European online privacy and data protection law has a long history, developed over 60 years. Originally based on the right to privacy in Article 12 of the Universal Declaration of Human Rights of 1948 and Article 8 of the 1953 European Convention on Human Rights, then updated through Article 8 of the Charter of Fundamental Rights of the European Union (made legally binding in the EU by the 2009 Lisbon Treaty) and the Protection Directive 95/46/EC (DPD). This was continued by the 2002 ePrivacy Directive 2002/58/EC which was amended in 2009 (EPD).
The action follows the CPB’s earlier statement of November 2013 that Google’s procedures for handling personal data were in breach of the Dutch Data Protection Act. This was in turn based on an investigation by all the European DPAs, united within the Article 29 Working Party lead by the CNIL (the French DPA), that led their conclusion laid out to a letter with recommendations to Google in October 2012
The DPAs found that Google’s activities did not comply with many aspects of the DPD and the EPD. These included the requirements for purpose limitation, data minimisation, access and transparency laid out in Articles 6, 10 and 11 of the DPD as well as the requirement for a subject’s unambiguous consent in Article 7(b), and also the opt-in requirement in Article 5(3) of the EPD.
These conclusions were similar to those made in the YD case we reported in June but more significant considering the size of Google and the scale of its processing of personal data. This is also reflected in the potential fine of €15 million if Google refuses to act.
This is why Google’s PREF and NID cookies are used by spy agencies to identify threads of communication gathered from mass surveillance, as revealed by the Snowden revelations. Multi-year device specific persistent cookies are much more useful for this than variable and non-unique IP addresses and Google’s universal presence on almost all popular websites, together with the relative rarity of encrypted HTTPS channels, makes them the “target detection identifier” of choice.

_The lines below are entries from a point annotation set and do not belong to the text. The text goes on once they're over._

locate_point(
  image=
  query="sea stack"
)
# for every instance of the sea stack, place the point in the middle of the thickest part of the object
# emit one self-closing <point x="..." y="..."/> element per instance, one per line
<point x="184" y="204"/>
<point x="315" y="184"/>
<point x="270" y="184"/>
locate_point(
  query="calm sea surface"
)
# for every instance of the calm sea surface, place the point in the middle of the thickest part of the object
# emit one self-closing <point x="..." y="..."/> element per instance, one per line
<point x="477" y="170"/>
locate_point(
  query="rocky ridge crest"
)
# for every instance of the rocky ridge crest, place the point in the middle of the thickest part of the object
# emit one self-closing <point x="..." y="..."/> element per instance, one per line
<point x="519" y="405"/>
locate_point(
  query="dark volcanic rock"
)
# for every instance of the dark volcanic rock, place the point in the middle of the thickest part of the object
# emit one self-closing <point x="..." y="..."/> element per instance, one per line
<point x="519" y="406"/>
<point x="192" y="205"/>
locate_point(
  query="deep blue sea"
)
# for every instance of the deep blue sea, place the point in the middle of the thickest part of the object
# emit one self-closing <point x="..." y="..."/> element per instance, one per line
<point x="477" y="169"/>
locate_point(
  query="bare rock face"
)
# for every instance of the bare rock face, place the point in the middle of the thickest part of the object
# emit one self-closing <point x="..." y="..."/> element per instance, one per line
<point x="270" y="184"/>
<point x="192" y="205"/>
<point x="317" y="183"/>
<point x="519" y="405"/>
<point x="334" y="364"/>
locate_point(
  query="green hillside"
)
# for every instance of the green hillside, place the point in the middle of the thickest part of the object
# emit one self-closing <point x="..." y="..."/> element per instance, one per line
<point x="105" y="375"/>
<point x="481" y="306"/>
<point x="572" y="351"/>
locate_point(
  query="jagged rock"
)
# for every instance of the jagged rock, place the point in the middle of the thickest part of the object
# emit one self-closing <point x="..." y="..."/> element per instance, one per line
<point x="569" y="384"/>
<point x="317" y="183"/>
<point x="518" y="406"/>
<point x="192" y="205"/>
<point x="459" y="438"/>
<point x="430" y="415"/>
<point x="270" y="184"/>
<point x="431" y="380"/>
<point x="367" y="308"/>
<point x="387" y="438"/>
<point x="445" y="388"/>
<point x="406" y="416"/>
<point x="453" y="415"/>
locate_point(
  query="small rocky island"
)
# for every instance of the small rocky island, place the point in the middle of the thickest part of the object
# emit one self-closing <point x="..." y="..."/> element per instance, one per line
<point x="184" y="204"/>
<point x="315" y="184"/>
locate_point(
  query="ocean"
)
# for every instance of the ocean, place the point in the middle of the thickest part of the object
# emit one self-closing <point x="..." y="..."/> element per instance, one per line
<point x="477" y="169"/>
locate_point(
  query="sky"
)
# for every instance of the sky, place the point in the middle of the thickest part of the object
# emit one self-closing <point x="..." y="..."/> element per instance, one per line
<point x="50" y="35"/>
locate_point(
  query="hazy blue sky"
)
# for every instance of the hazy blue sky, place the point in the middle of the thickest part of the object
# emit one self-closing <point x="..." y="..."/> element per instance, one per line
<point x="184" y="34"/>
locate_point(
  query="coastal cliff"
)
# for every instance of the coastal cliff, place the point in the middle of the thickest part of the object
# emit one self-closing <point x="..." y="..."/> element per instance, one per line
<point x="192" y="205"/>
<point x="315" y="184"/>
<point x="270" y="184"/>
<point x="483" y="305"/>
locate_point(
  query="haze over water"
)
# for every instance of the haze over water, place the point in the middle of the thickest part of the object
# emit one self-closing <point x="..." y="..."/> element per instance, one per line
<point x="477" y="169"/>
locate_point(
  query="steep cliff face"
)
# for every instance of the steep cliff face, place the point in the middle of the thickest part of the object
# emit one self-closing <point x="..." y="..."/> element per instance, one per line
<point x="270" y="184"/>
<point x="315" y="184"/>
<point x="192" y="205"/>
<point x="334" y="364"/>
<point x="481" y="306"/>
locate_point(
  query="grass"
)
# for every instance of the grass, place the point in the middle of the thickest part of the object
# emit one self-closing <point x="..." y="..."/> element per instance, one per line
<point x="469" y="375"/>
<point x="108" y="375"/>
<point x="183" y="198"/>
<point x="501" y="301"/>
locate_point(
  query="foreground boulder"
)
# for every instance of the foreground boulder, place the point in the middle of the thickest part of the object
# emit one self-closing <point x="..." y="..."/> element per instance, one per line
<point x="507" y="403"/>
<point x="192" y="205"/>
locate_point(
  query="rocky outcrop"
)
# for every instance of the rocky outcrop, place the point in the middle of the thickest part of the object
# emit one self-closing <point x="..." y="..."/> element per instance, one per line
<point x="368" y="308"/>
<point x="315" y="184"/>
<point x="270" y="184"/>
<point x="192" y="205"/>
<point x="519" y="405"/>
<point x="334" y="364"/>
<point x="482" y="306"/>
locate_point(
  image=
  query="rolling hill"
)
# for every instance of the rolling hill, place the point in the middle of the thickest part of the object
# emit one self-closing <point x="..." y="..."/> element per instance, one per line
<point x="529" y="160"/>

The CPB action shows that all companies that collect or use personal data, either based in Europe or when the data they use is about Europeans, can only do this in the context of Data Protection law. Data used to track people by associating them with unique identifiers encoded in cookies or collected using techniques such as browser fingerprinting must be processed under a lawful basis, which in most cases means unambiguous prior consent. Playing lip service with ineffective “Allow” jQuery banners while continuing to foist first-party or third-party tracking identifiers or linking to unreadable and arcane “cookie” policies can no longer be said to meet legal requirements. It is now clear that even a huge US internet company like Google risks regulatory action if it continues to allow people to be tracked without a clear legal basis, which for most situations means clear and informed prior consent.